Adrien Owen will move from Cambridge to the University of Western Ontario. He’ll use the best magnetic resonance imager in Canada to study severely brain-damaged patients for clues that might someday restore mobility and communication.
Søren Rysgaard will move from Greenland to the University of Manitoba. He’ll lead a massive buildup of that school’s Arctic science centre.
Younès Messaddeq is moving from São Paulo, Brazil, to Laval University.
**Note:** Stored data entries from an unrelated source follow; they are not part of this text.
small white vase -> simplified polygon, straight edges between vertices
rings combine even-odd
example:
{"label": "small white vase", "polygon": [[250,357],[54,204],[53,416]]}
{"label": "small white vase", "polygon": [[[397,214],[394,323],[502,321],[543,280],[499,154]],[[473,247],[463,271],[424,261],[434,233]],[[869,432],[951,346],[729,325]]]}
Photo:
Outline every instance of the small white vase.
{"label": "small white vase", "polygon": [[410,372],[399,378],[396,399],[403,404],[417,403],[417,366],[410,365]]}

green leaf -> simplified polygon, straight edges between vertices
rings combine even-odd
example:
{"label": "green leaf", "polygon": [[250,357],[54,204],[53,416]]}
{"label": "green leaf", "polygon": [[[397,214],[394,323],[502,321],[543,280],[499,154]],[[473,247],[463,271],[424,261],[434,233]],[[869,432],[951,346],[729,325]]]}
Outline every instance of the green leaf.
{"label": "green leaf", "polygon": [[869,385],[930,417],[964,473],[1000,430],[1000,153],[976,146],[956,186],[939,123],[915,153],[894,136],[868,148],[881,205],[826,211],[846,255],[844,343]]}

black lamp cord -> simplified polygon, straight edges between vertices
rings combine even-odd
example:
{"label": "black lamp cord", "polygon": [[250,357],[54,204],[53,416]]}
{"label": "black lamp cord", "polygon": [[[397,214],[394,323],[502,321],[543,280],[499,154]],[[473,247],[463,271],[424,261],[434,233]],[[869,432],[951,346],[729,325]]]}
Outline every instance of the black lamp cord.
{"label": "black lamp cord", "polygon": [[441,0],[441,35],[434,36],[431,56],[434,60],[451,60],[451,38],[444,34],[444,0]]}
He’ll develop new types of glass and fibre cables for next-generation communications networks.
Ian Gardner will move to the University of Prince Edward Island from the University of California, Davis. He’ll work on limiting disease among fish stocks.
Each of these men, and 15 more, is the recipient of a $10-million, seven-year Canada Excellence Research Chair from the federal government. The 19 CERC chairs announced on May 17 have a clear goal: pay top dollar to poach first-rate scientific talent from around the world and bring it to Canada.
For a decade, successive federal governments have paid for roughly 2,000 Canada Research Chairs Canada-wide. Every large university has a dozen or more of those, and they’ve reinvigorated research in the country. But the CERCs were designed to go after big game, the kind of scholar who can help transform the school that lands him.
A $10-million research pot for one lead investigator is “unprecedented. It’s almost frightening,” Robert Boyd, who’s moving to the University of Ottawa from the University of Rochester in New York state, told me. Boyd’s thing is quantum optics and photonics, which means he deals with the interaction of light and materials at sub-microscopic scales. Like most investigators, Boyd is used to spending a third of his time filling out grant applications. Take away that obstacle and a researcher’s only limits are those imposed by his ingenuity. “You have taken away all of the excuses,” he says.